The support from the Treehouse Family Foundation has been pivotal. Foundation leaders, recognizing that the "Biology of Adversity" required more than just standard research funding, committed $50 million to ensure the project had the resources for high-throughput, large-scale studies. This is a rare example of a philanthropic entity not just funding a project, but actively collaborating to solve a public health crisis at its molecular roots.
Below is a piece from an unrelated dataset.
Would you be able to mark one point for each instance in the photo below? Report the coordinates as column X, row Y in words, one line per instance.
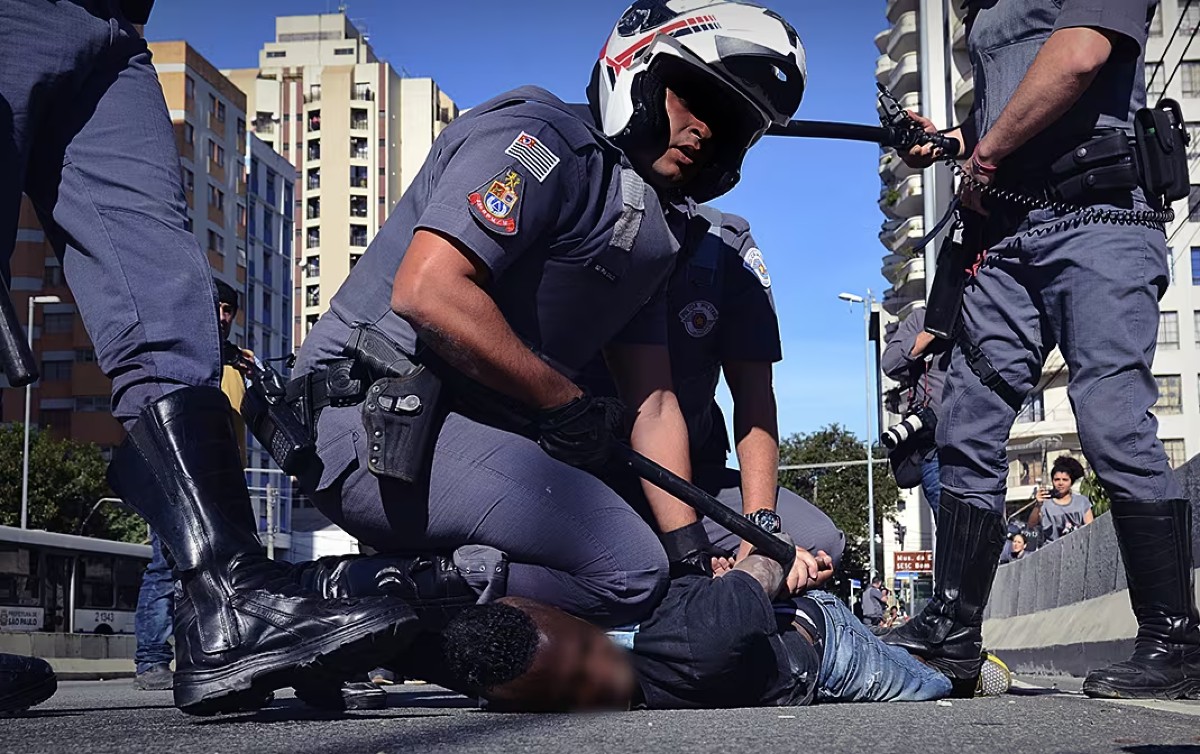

Implications: The Future of Precision Medicine
The implications of this research are profound. Just as cancer researchers revolutionized medicine by moving away from "one-size-fits-all" chemotherapy toward targeted, precision therapies based on the genetic mutations of a tumor, Buenrostro hopes to usher in a new era for trauma survivors.
If we can identify the specific "molecular imprints" of different types of trauma, the possibilities for intervention are transformative. These could range from nutritional supplements designed to support resilience in at-risk children to advanced gene-regulatory therapies that could help "reset" the biological response to past trauma.
However, the path forward is not without its hurdles. Buenrostro openly admits to experiencing "impostor syndrome" and acknowledges that some peers initially viewed his move into neuroscience and social science as "too risky" or "too crazy." His wife, MIT professor Sara Prescott, was instrumental in helping him navigate these doubts, providing him with both the encouragement and the neuroscience expertise necessary to bridge his new field.
For Buenrostro, the Biology of Adversity Project is the culmination of his life’s work. It is the intersection of the technical genius that made him a leader in genomics and the deeply human experience that first led him to the laboratory.
"Fixing the damage of stress is something that keeps me up at night," Buenrostro said during a recent presentation at the Broad. "We hope that the work we’re doing improves our understanding of the shared human experience, and over time not only helps us better understand history, but also helps us build society for a better future."
As he leads his team into this new frontier, Buenrostro remains grounded by the memory of the living rooms and garages of his youth. He is no longer just a toolmaker; he is an architect of a future where the scars of adversity are not just understood, but potentially healed at the very level where they begin: the cell.